No need for preliminary preparations.
You do not need to alter your database's structure or contents in order to start using graph queries. Existing collections and documents are used as graph elements, and their relations are inferred from existing document properties.
Simple and effective syntax.
We've integrated graph support into RQL to make its learning and usage accessible and intuitive for any user, especially those already familiar with our query language.

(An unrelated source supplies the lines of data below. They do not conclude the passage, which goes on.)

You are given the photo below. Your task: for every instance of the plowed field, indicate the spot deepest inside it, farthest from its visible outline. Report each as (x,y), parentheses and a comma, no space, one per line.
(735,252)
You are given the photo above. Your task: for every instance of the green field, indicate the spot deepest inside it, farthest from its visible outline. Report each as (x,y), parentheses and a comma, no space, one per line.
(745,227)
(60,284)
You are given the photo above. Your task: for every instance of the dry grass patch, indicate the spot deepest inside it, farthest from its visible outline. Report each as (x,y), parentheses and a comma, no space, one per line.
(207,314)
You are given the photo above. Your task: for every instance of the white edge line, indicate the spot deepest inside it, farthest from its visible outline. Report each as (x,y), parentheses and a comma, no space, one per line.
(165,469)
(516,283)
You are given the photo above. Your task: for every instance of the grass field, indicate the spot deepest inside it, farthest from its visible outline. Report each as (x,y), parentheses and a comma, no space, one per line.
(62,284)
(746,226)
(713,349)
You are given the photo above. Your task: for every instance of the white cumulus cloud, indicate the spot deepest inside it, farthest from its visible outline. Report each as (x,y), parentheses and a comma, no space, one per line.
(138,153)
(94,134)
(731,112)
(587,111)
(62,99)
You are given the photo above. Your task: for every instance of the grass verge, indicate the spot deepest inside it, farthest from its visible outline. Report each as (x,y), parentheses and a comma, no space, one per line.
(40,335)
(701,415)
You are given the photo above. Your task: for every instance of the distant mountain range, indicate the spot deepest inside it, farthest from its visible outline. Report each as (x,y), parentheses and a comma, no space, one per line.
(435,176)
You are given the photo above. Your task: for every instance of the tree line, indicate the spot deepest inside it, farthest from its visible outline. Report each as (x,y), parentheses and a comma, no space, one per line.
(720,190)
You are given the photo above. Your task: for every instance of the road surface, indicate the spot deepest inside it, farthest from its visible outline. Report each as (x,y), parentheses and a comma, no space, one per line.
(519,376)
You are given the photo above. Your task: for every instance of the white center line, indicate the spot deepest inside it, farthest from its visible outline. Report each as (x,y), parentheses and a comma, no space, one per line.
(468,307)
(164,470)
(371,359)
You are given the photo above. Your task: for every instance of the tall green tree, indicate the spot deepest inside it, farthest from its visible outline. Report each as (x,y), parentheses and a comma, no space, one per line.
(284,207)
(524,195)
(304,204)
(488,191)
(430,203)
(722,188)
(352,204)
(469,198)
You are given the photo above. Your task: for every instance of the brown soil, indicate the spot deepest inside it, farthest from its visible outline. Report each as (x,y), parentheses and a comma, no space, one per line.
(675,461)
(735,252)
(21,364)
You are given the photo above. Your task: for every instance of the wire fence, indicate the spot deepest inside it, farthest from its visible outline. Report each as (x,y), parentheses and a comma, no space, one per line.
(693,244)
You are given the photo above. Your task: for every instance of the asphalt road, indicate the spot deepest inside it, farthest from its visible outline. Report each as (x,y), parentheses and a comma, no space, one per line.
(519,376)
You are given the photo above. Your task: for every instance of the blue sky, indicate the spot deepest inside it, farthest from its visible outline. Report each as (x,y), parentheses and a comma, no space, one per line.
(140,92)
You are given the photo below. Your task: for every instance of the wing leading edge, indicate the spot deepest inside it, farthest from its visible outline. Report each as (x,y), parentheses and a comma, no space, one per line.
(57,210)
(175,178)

Queries can be constructed either by clients using API methods or manually using the Studio, and are executed by your distributed database. Results can be retrieved by your clients, or shown textually and graphically using the Studio.
Sample queries included in this article use only data that is available in the
Northwind sample database,
so you may easily try them out.
Introduction To Graph Modeling
- In The Beginning..
One of the best known founding moments of graph theory is Leonhard Euler's attempt at solving the Königsberg Bridges riddle, eventually tackling the problem by representing the scenery and its elements in a graph.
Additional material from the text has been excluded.